Ministry of Justice figures show that between April 2005 and July 2008 an average of 1.7 babies were born behind bars. But between April and July of this year, the rate has more than doubled to almost four a week and the total for this year could reach 200 births.

Pregnant women prisoners are often beset with anxieties. One young woman told Prison Reform Trust researchers:

Social services cropped up a few times. I'd been in foster care myself anyway. I'd sit there at night thinking I've done drugs, I've done crime. They might think I'm a bad mother automatically because of these things. Am I going to get my baby taken away from me? Am I going through all this for nothing? There were lots of questions I'd sit there asking myself that I couldn't answer because I didn't know.

It's hard to think of a more depressing place to start life than in one of the eight mother and baby units located in our prison system. However committed the staff and improved the conditions, prison is no place for children.

In addition to those born in prison, many more children are affected by the imprisonment of a parent. Through no fault of their own they are at greater risk of poverty, bullying and poor health than other children. Yet they remain invisible to government.

Although it's unclear why the figures shot up so dramatically since April there's little doubt that the general upward trend in babies born in prison reflects the huge increase in the number of women prisoners. The number of women in prison has almost doubled since 1996 and now stands at nearly 4,400. In the course of one year about 18,000 children will be affected by their mother's imprisonment.

As the government's Corston review found last year, many of these women are damaged individuals who pose no risk to the public. Over a third of women in prison have no previous convictions – more than double the figure for men. The review confirmed what anyone who's been inside a women's prison will tell you, many women prisoners become trapped in a cycle of deprivation, domestic violence, drug abuse and crime that the prison system is failing to break. The Ministry of Justice has to come to terms with the inconvenient truth that most women in prison have been both perpetrators and victims of crime.

That's why the Corston review called on the government to establish – as an alternative to prison for the overwhelming majority of women offenders – a network of support and supervision centres to administer community sentences and help women offenders address the root causes of their offending and take responsibility for their lives and their children.

One young mother told the Prison Reform Trust:

If there was a place between a prison and a home – but not a hostel – somewhere where people could help and teach you real things so you can live and not have your baby taken away.
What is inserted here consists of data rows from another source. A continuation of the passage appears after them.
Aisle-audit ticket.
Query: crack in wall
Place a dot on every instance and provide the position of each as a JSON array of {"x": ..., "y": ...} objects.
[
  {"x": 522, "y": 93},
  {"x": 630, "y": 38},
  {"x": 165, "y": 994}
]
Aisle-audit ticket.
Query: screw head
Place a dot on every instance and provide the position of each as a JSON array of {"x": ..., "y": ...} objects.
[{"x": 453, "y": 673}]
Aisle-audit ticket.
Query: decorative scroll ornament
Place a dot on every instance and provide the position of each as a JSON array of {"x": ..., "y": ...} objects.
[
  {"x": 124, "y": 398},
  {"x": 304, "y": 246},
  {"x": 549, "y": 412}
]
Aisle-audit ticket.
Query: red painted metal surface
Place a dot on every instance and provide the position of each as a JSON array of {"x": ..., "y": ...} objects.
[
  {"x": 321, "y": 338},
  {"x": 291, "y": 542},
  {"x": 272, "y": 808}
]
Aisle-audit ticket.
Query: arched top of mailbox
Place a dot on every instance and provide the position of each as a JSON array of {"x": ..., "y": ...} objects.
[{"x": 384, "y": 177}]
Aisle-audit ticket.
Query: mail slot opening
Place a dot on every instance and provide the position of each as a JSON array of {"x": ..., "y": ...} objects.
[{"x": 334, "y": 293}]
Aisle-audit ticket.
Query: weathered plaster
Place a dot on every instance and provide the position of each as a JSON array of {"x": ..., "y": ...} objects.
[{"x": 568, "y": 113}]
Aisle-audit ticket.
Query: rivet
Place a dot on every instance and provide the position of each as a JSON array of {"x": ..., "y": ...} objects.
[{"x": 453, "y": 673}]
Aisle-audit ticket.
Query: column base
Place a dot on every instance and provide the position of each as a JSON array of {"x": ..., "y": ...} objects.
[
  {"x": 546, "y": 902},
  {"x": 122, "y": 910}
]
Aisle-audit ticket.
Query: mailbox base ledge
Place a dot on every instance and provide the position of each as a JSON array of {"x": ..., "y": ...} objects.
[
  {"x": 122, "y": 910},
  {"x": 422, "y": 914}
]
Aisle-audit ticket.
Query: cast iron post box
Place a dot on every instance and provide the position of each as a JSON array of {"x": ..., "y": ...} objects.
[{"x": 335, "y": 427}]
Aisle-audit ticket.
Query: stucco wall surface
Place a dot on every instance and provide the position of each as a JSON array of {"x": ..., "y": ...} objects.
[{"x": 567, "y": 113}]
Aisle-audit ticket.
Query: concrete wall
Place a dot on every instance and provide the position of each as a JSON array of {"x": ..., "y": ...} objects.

It might help stop girls doing drugs or stealing or whatever. Somewhere that was clean and like a home. I would like that.

Although the government accepted the Corston review in principle, and despite the obvious commitment of a number of ministers, the worry is that when it comes to implementation, these quiet but invaluable reforms will be squeezed out by the need to fund the flawed flagship titan prisons.

The conditions in prison may no longer be Dickensian but young mothers are still going to jail for the same reasons they were in Victorian times: poverty, debt, addiction and mental illness.